If you use CAPTCHA on the login form and ever get locked out due to CAPTCHA is broken, here is how to get back in:
FTP to your WordPress directory /wp-content/plugins/
Delete this folder:
si-captcha-for-wordpress
This manually removes the plugin so you should be able to login again.

Is this plugin available in other languages?

Yes. To use a translated version, you need to obtain or make the language file for it.
At this point it would be useful to read Installing WordPress in Your Language from the Codex.
You will need an .mo file for this plugin that corresponds with the “WPLANG” setting in your wp-config.php file.
Translations are listed below — if a translation for your language is available, all you need to do is place it in the /wp-content/plugins/si-captcha-for-wordpress/languages directory of your WordPress installation.
If one is not available, and you also speak good English, please consider doing a translation yourself (see the next question).

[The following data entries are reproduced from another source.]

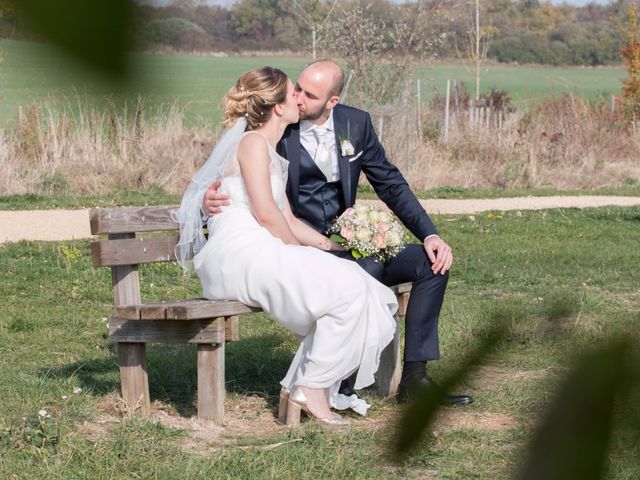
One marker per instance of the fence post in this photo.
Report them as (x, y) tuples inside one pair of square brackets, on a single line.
[(446, 111), (419, 109)]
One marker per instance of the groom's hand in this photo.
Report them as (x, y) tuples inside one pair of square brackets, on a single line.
[(439, 253), (213, 201)]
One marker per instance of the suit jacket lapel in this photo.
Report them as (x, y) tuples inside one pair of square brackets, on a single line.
[(340, 125), (291, 143)]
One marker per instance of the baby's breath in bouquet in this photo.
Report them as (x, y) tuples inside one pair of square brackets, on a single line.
[(366, 231)]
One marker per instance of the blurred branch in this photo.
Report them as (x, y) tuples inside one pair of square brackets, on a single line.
[(94, 32)]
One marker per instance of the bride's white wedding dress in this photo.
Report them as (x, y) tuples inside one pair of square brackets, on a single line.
[(342, 316)]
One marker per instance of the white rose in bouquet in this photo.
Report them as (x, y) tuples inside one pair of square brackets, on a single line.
[(365, 231)]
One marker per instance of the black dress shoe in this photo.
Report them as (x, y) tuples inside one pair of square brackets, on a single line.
[(346, 388), (408, 389)]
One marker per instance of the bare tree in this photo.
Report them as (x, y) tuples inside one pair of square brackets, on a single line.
[(314, 14), (477, 46), (380, 54)]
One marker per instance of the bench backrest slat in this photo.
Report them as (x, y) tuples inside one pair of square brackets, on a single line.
[(132, 219), (133, 251)]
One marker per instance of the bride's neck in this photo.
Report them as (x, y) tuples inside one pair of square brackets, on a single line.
[(272, 131)]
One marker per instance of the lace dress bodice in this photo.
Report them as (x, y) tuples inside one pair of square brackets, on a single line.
[(232, 183)]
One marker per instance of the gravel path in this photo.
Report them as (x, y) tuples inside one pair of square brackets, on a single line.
[(56, 225)]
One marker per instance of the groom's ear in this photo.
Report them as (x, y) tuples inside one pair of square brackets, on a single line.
[(332, 102)]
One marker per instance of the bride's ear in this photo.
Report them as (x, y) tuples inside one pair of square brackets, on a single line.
[(279, 109)]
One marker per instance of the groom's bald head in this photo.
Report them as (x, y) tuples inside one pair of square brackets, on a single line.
[(329, 72), (318, 90)]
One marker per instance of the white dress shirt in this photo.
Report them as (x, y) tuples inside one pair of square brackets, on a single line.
[(310, 144)]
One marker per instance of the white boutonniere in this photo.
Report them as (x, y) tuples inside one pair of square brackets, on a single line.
[(346, 148)]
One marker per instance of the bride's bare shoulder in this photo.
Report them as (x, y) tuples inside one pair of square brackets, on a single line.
[(252, 146)]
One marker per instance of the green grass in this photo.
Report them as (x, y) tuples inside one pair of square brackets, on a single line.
[(33, 72), (160, 197), (564, 280)]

The following translations are included:

Translators

• Albanian (sq_AL) – Romeo Shuka
• Arabic (ar) – Amine Roukh
• Belorussian (by_BY) – Marcis Gasuns
• Chinese (zh_CN) – Awu
• Czech (cs_CZ) – Radovan
• Danish (da_DK) – Parry
• Dutch (nl_NL) – Robert Jan Lamers
• French (fr_FR) – BONALDI
• German (de_DE) – Sebastian Kreideweiss
• Greek (el) – Ioannis
• Hungarian (hu_HU) – Vil
• Indonesian (id_ID) – Masino Sinaga
• Italian (it_IT) – Gianni Diurno
• Japanese (ja) – Chestnut
• Lithuanian (lt_LT) – Vincent G
• Norwegian (nb_NO) – Roger Sylte
• Polish (pl_PL) – Tomasz
• Portuguese Brazil (pt_BR) – Newton Dan Faoro
• Portuguese Portugal (pt_PT) – PL Monteiro
• Romanian (ro_RO) – Laszlo SZOKE
• Russian (ru_RU) – Urvanov
• Serbian (sr_SR) – Milan Dinic
• Slovakian (sk_SK) – Marek Chochol
• Spanish (en_ES) – zinedine
• Swedish (sv_SE) – Benct
• Traditional Chinese, Taiwan Language (zh_TW) – Cjh
• Turkish (tr_TR) – Burak Yavuz
• More are needed… Please help translate.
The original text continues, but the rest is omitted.